Speakers
Dr Sikandra Kurdi
Associate Research Fellow, IFPRI
Biography:
Dr. Sikandra Kurdi is an Associate Research Fellow at the International Food Policy Research Institute (IFPRI), based in Cairo, Egypt. Her research interests are child nutrition, the role of credit in rural food markets, and social protection programs. She is currently working on the evaluation of Egypt’s national conditional cash transfer program “Takaful and Karama” and a pilot conditional cash transfer program in Yemen. Sikandra Kurdi received a PhD in Agricultural and Resource Economics from University of California, Berkeley.
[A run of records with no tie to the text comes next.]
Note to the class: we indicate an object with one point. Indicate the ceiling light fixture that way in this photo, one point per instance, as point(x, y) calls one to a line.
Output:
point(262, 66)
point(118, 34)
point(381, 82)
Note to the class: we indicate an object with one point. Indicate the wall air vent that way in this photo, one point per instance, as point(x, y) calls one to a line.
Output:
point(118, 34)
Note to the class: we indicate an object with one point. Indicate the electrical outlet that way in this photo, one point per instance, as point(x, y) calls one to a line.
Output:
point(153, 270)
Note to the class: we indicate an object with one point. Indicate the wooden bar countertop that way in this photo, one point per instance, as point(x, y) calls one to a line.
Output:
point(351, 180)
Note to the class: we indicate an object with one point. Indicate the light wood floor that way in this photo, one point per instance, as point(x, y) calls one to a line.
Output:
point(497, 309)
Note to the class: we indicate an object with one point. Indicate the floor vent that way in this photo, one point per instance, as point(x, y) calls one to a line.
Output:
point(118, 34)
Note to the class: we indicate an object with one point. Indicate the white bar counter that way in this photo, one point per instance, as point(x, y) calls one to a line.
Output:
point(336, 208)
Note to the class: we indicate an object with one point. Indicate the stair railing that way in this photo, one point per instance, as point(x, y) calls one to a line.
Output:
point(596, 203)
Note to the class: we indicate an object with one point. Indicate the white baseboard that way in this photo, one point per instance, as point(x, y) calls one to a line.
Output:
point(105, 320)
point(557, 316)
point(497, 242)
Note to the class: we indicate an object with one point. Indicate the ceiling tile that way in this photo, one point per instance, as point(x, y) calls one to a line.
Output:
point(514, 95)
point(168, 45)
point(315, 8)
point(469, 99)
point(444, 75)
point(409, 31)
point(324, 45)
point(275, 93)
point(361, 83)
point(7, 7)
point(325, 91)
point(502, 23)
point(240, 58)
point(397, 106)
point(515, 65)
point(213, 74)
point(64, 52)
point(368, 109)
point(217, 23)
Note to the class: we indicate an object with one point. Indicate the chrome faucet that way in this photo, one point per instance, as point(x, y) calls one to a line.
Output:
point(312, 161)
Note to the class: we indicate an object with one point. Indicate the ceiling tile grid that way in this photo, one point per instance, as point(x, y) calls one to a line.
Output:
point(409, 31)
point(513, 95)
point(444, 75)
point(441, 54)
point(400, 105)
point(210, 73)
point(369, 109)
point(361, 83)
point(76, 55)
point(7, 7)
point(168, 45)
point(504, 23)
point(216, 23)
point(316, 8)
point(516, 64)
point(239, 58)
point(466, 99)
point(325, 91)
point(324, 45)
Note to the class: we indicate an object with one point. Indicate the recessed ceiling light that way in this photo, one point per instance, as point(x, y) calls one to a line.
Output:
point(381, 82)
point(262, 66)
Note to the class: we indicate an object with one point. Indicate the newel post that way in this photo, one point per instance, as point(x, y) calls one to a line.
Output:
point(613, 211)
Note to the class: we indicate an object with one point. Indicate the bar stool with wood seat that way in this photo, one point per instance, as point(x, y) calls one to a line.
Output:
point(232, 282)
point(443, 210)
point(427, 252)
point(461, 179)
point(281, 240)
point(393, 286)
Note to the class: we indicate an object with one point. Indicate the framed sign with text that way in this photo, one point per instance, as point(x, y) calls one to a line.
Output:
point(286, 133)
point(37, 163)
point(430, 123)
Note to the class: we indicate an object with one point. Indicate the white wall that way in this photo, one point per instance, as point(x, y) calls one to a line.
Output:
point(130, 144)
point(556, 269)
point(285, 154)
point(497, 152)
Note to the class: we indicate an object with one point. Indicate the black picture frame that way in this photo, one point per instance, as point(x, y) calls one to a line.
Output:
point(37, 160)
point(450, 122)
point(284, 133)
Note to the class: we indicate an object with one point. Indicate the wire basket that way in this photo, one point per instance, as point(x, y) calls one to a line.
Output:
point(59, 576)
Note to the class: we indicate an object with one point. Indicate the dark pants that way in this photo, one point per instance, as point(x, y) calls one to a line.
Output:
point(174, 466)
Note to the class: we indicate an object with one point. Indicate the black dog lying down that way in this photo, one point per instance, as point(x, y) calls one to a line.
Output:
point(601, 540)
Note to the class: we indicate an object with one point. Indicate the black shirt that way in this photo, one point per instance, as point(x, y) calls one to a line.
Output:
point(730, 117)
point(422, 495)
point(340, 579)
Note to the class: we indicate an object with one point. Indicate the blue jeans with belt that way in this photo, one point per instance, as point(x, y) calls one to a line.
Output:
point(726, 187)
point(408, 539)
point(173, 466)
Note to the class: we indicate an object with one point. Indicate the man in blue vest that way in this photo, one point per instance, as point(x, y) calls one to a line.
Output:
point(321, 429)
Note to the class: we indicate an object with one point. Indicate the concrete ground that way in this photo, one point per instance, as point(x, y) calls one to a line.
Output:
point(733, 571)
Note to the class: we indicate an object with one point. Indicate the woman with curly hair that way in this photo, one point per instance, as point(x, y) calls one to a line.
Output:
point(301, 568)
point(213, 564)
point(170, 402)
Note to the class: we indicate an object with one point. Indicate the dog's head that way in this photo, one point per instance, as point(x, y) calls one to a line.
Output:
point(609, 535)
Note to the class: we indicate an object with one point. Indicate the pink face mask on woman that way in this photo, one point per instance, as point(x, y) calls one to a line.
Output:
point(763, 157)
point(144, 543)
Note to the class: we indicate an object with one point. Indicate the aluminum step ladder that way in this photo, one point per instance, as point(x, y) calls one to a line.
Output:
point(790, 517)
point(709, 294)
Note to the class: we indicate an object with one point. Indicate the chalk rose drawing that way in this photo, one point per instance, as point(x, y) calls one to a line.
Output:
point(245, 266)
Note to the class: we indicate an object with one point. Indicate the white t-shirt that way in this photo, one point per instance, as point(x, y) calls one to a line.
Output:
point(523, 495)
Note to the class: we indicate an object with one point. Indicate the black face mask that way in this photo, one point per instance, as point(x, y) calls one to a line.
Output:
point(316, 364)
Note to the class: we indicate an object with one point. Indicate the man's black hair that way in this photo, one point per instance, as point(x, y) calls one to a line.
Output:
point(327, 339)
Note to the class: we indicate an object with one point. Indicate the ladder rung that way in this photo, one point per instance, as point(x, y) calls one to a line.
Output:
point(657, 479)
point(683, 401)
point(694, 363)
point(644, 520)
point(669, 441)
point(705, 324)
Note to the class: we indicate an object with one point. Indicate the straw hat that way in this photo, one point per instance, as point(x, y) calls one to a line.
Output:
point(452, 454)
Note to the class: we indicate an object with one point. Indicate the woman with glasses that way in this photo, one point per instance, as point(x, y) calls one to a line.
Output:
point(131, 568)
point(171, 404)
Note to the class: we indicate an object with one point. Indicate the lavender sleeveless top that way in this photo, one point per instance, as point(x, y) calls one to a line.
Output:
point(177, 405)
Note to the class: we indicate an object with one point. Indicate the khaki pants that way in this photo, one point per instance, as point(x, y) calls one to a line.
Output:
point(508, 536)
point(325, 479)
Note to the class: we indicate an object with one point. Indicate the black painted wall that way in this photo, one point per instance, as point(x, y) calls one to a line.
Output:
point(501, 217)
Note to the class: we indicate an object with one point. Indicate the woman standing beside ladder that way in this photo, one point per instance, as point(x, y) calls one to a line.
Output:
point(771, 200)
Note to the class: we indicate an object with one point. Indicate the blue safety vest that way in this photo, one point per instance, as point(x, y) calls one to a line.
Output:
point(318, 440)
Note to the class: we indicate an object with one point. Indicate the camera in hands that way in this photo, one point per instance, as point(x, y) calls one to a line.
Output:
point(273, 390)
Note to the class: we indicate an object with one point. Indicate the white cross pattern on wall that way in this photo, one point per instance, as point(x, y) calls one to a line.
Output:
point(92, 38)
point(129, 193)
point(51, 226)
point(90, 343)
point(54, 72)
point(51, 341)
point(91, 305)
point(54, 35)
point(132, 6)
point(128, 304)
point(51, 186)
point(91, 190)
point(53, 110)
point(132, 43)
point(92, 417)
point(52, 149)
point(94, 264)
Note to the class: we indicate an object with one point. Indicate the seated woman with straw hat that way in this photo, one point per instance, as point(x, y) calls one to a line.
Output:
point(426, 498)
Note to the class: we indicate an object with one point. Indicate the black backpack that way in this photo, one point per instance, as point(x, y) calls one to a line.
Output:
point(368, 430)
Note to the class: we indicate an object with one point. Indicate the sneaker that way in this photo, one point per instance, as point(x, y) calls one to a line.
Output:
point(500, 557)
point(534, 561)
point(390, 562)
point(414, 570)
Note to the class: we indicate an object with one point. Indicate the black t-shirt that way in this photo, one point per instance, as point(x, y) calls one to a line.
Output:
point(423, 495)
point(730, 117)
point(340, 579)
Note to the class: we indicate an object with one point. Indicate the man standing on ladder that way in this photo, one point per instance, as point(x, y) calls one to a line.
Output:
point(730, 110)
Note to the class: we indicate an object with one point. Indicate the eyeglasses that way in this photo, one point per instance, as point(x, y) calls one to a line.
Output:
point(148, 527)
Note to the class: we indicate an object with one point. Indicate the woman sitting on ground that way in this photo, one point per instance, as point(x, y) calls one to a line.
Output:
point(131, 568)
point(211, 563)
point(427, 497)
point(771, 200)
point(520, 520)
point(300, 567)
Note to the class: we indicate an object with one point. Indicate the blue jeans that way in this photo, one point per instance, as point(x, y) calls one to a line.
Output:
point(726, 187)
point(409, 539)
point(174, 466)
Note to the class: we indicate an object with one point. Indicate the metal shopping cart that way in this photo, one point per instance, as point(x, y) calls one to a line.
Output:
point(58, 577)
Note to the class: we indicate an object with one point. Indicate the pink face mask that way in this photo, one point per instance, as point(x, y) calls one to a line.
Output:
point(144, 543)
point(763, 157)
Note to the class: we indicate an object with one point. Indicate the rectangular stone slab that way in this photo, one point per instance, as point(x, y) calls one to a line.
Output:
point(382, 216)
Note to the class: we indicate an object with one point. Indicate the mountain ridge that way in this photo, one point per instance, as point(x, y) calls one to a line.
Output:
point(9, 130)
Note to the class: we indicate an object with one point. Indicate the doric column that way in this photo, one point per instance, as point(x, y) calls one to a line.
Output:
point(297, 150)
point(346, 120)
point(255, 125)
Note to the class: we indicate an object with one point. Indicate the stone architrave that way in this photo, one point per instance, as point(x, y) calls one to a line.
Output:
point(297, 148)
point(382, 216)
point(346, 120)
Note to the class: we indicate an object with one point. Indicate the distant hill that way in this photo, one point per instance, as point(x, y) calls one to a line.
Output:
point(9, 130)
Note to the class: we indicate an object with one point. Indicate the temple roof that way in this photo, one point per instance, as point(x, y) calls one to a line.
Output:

"Using impact evaluations for improving development policies and programs examples from IFPRI"
Impact evaluation attempts to rigorously separate out the difference in well-being caused by specific interventions from differences caused by other factors. It is usually not correct to simply compare outcomes for beneficiaries to non-beneficiaries, because most interventions are directed towards the people who will benefit the most, so beneficiaries are different from non-beneficiaries even before the intervention starts. Using IFPRI’s ongoing examples of impact evaluations we discuss different strategies that can be used to identify the effect of interventions. As a first example, we discuss the evaluation of the Takaful and Karama cash transfer program which relies on a strategy for impact evaluation known as a regression discontinuity (RD) design. RD designs can be used for impact evaluation of interventions that have strictly defined criteria for program participation. The second example is the evaluation of the Food Security and Agribusiness (FAS) project funded by USAID which relies on a matching approach. Matching is a statistical technique that uses observable characteristics to artificially construct a non-beneficiary group that can be used to infer interventions’ effects.